We have yet to determne just why tidal islands are important but by now it can hardly be seriously contested that tidal islands are ‘positioned’ at significant navigational points around the Channel Islands and in the Western Channel generally. How they were used is not perhaps the largest question because how they can be ‘positioned’ at the necessary junctions is surely the more pressing.
To an extent – though even this is to extend our present understanding of pre-historic capabilities – it is possible to ‘think small’. It is feasible for instance to create a tidal island by cutting out a section of an existing peninsular in order to form a tidal one at the end of the spit of land. Arduous no doubt and requiring of large amounts of labour but not technically so very difficult.
But here, at La Motte, the southernmost point of Jersey, and therefore the southernmost point of the whole of the Channel Islands, we shall have finally to grasp the nettle and accept that the Megalithics lived up to their name and actually ‘built big’. There really seems little doubt that La Motte is a completely artificial island, built specifically because it was – actually to create – the most southerly point of Jersey/ the Channel Islands.

Here is Wiki's description:
The island has a grassy surface and is predominantly clay surrounded by rocks. In recent times efforts have been made to reduce erosion of the island by the construction of walls.
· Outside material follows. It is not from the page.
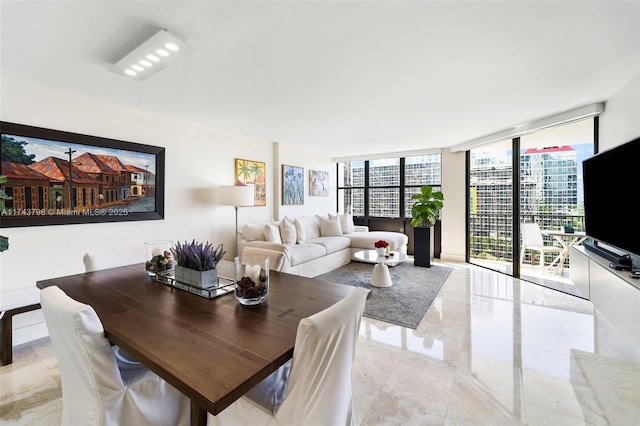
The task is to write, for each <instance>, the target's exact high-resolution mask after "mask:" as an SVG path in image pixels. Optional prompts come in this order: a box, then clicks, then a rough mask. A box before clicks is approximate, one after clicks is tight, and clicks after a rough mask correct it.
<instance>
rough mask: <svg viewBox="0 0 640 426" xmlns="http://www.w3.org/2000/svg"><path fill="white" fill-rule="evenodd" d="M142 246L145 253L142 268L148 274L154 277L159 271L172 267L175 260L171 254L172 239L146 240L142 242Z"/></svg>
mask: <svg viewBox="0 0 640 426" xmlns="http://www.w3.org/2000/svg"><path fill="white" fill-rule="evenodd" d="M144 247H145V253H146V257H145V262H144V269H145V270H146V271H147V273H148V274H149V276H152V277H155V276H156V274H157V273H159V272H164V271H169V270H171V269H173V268H174V266H175V261H174V260H173V255H172V254H171V247H173V241H171V240H157V241H147V242H145V243H144Z"/></svg>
This appears to signal that the island was built by carrying large rocks out at low tide, covering the whole with sand and mud and then relying on (marron?) grass to bind the whole thing together. The fact that it requires State intervention now to keep it in being would appear to indicate that La Motte is of less than geological stature.
However, if there is any doubt, the term ‘motte’ actually means an artificial mound, as in the well-known phrase motte-and-bailey castle where the motte is the mound on which the castle is built. Motte is a Norman-French term so it would seem the locals were rather well versed in the technique. (Bailey is also Norman-French as in the Bailiwick of Jersey.)
But of course it is open to anyone to prefer to believe that it was nature that provided this tidal island at the very southernmost point of the Channel Islands and that the locals decided on a whim to claim that a very ordinary offshore island was in fact man-made.